Talking cross-industry, RATs (Remote Administration Tools) are utilized to remotely operate Human-Machine Interfaces (HMIs) from operator and engineering workstations, to control SCADA from an operator side, to cross-connect multiple operators and even remote-control workstations to check emails or work with software applications, for instance. However, this has created fertile soil for attackers—especially today, during the long-lasting (but hopefully soon-ending) pandemic which has made a lot of employees across industries work exclusively from home. As expected, this opened the gates for many ransomware attacks. If we look at recent deficiency discoveries by Mandiant, such ransomware attacks have already resulted in numerous confidential documentation and design leaks.
Imagine governments having their intelligence records erased; hospitals full of patients, dependent on interconnected devices, having their systems fried by an outside attack. 

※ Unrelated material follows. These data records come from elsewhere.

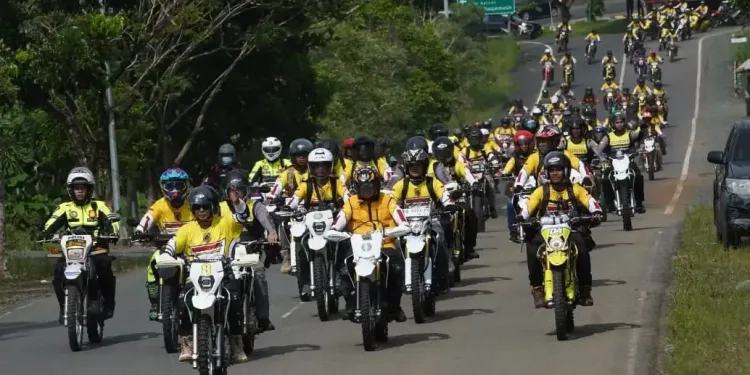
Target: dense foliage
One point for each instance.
(188, 75)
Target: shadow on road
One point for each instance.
(607, 282)
(7, 330)
(593, 329)
(460, 313)
(459, 293)
(482, 280)
(121, 339)
(272, 351)
(413, 338)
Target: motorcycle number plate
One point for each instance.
(206, 269)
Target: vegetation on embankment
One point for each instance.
(708, 325)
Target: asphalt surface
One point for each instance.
(486, 324)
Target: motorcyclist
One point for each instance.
(477, 151)
(524, 142)
(257, 222)
(322, 188)
(568, 59)
(210, 233)
(447, 170)
(286, 184)
(547, 57)
(367, 210)
(93, 216)
(559, 194)
(227, 162)
(268, 169)
(547, 140)
(169, 213)
(621, 138)
(416, 187)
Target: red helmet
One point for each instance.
(523, 135)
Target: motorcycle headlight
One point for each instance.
(319, 227)
(206, 282)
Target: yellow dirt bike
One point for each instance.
(558, 255)
(568, 74)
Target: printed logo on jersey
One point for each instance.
(209, 248)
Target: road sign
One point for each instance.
(492, 7)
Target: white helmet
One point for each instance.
(317, 157)
(81, 175)
(271, 148)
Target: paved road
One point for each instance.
(487, 323)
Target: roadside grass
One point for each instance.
(709, 319)
(32, 277)
(502, 55)
(581, 29)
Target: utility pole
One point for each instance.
(114, 164)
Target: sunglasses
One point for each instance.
(201, 207)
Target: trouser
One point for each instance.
(470, 226)
(583, 263)
(105, 278)
(638, 193)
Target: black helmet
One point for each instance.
(300, 146)
(227, 155)
(204, 195)
(556, 159)
(442, 149)
(417, 143)
(475, 137)
(329, 145)
(438, 130)
(237, 180)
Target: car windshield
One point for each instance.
(741, 151)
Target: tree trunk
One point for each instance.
(3, 260)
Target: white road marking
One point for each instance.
(693, 125)
(544, 84)
(292, 310)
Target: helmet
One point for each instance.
(523, 135)
(557, 159)
(442, 149)
(227, 155)
(174, 184)
(271, 148)
(475, 137)
(320, 159)
(236, 180)
(367, 182)
(329, 145)
(204, 196)
(81, 176)
(417, 143)
(300, 146)
(438, 130)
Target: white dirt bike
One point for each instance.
(208, 302)
(371, 268)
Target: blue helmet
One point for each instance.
(174, 185)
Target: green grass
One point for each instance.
(581, 29)
(709, 321)
(502, 55)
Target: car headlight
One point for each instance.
(206, 282)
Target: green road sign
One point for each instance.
(492, 7)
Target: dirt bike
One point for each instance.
(558, 256)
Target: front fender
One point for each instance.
(203, 301)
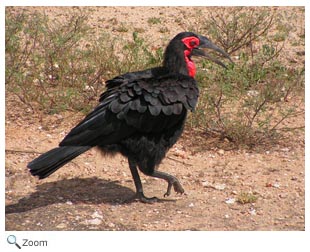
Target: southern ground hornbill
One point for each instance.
(140, 115)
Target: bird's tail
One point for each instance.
(49, 162)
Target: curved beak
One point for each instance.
(206, 43)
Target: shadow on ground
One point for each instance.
(77, 190)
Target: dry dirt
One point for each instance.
(92, 192)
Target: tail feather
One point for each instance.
(49, 162)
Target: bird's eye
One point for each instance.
(193, 43)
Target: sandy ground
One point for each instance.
(92, 192)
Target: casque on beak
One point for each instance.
(206, 43)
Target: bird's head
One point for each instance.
(179, 52)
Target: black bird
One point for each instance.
(140, 115)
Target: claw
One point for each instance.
(176, 186)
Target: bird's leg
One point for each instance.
(172, 181)
(139, 194)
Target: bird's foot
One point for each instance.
(140, 196)
(176, 186)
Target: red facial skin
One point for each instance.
(190, 43)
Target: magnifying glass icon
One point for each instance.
(12, 240)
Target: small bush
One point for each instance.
(247, 103)
(53, 66)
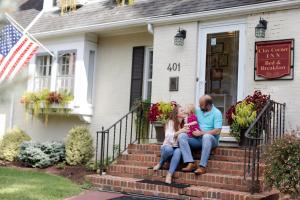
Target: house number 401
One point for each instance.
(173, 67)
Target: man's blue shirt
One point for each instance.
(209, 120)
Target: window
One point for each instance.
(54, 3)
(147, 85)
(91, 69)
(66, 71)
(149, 77)
(43, 72)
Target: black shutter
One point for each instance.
(137, 74)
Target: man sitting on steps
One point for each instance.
(210, 121)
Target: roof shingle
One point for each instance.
(105, 11)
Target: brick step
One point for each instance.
(222, 181)
(131, 185)
(221, 153)
(214, 166)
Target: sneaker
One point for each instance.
(169, 178)
(157, 167)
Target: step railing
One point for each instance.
(268, 126)
(133, 127)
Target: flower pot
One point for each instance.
(243, 139)
(160, 131)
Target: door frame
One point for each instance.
(219, 27)
(148, 49)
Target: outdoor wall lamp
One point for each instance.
(179, 37)
(260, 29)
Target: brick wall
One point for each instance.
(282, 25)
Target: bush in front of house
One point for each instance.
(282, 161)
(10, 145)
(79, 146)
(41, 155)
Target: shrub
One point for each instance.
(10, 145)
(41, 155)
(79, 146)
(283, 166)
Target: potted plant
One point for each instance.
(158, 116)
(241, 115)
(45, 102)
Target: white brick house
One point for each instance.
(103, 42)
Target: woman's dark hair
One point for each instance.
(174, 117)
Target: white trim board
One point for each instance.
(171, 19)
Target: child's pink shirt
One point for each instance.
(192, 118)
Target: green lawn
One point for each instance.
(28, 185)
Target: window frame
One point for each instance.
(51, 61)
(57, 75)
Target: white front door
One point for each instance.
(221, 65)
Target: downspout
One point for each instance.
(150, 28)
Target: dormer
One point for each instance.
(50, 5)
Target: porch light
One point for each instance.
(260, 29)
(179, 37)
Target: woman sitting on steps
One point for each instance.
(169, 150)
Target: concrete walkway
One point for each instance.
(95, 195)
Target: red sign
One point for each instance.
(273, 58)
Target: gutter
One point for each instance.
(171, 19)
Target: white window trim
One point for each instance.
(59, 53)
(35, 69)
(146, 72)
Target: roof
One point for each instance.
(105, 12)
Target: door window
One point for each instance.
(221, 76)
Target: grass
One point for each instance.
(18, 184)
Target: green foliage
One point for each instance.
(17, 184)
(282, 161)
(10, 145)
(165, 108)
(245, 114)
(243, 117)
(86, 185)
(41, 155)
(92, 165)
(79, 146)
(42, 102)
(61, 165)
(235, 131)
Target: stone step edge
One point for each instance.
(156, 148)
(191, 191)
(228, 182)
(154, 156)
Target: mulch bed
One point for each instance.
(74, 173)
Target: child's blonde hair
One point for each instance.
(190, 109)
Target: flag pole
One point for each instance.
(25, 31)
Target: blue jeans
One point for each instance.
(205, 143)
(170, 153)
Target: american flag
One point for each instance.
(16, 49)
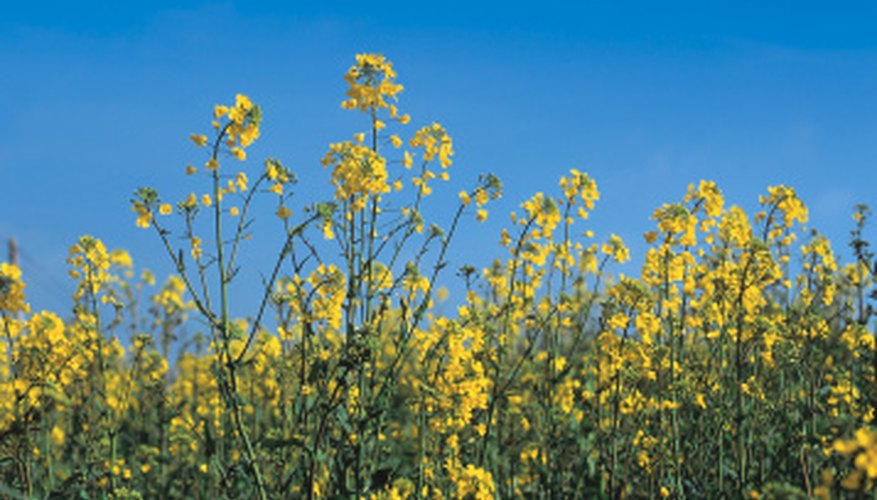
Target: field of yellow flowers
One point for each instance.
(740, 363)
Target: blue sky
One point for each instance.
(645, 96)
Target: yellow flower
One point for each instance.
(57, 436)
(239, 153)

In Timely Detection Lies Power
So, how does a power plant or a hospital prevent hackers from delivering devastating payloads and endangering the continuity, safety and integrity of their systems? There are several methods to establish full operational control and “plug” the sinkholes—but to do that, one must incorporate the most rudimentary security measures—analyze, discover and maintain.

First off, we have Asset Discovery. Before any assessment is made, the environment we work with needs to be fully explored. This is a critical activity, as it’s a starting point for the vulnerability management process. Whereas one might think that a one-off asset list is enough, assets need to be monitored and cataloged regularly.

Another crucial aspect comes from Vulnerability and Risk Assessment. Besides detecting infrastructure weaknesses inside systems, networks and applications, this detection form also puts an emphasis on other assets at risk—people and physical security. The results deliver a better understanding of assets, vulnerabilities, and the risk that may be presented to the facility—all while solidly diminishing chances an attacker could breach the facility’s security barriers.

Finally, we arrive at ICS Penetration Testing, a.k.a. “pen test” or “ethical hacking.” While this assessment method cannot be utilized in all environments (shouldn’t be done on critical and online systems) and requires a high level of expertise, it represents a realistic analogy to how hackers would try to access the systems, utilizing real hacking tools and valid exploits.

Acknowledging the growing influence of IIoT (Industrial Internet of Things), the interconnectedness of industry systems is at an all-time high, with many believing IIoT applications are essential to sustainability. But without proper analytics, protection infrastructure and management systems, industries can be easily endangered by those who might want to steal data, disrupt systems or even commit acts of terrorism.

All there is to do now is continue strengthening cyber resilience across the industries.